Am Ende dieses Kampfes saßen jedoch ab 1963 zunächst 22 Männer auf der Anklagebank, die als Mitglieder der Wachmannschaften in Auschwitz mitverantwortlich für den millionenfachen Mord an Juden, Behinderten, Sinti und Roma gewesen waren. Die Nürnberger Prozesse hatten die Alliierten gegen die NS-Spitze geführt, die Frankfurter Gerichtsverfahren waren hingegen die ersten, bei denen sich die deutsche Justiz selbst mit den Gräueltaten der Nationalsozialisten in den Konzentrationslagern flächendeckend auseinandersetzte. Nicht zuletzt ob dieser Prozesse wurde Auschwitz zum Synonym für den Horror des NS-Staates.

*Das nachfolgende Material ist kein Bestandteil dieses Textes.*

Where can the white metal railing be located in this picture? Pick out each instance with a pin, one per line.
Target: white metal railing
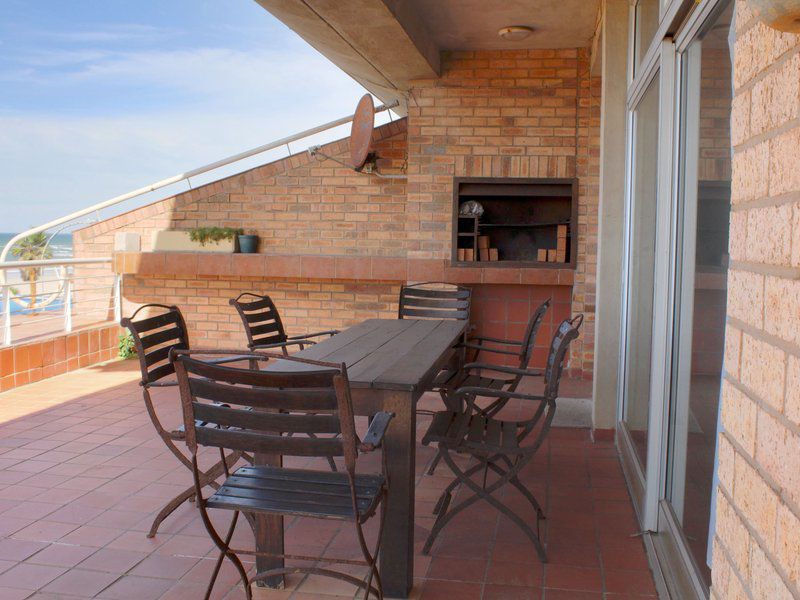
(41, 297)
(178, 178)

Ricciarelli setzt in "Im Labyrinth des Schweigens" dabei radikal auf den Blick der nachwachsenden Generation, die sich mit Bowle und Petticoats gegen das verschmockte Nachkriegssystem ihrer Eltern auflehnt. Auch wenn "Im Labyrinth des Schweigens" Pathos nicht immer vermeiden kann, differenziert der Film in den entscheidenden Fragen durchaus, pauschalisiert nicht.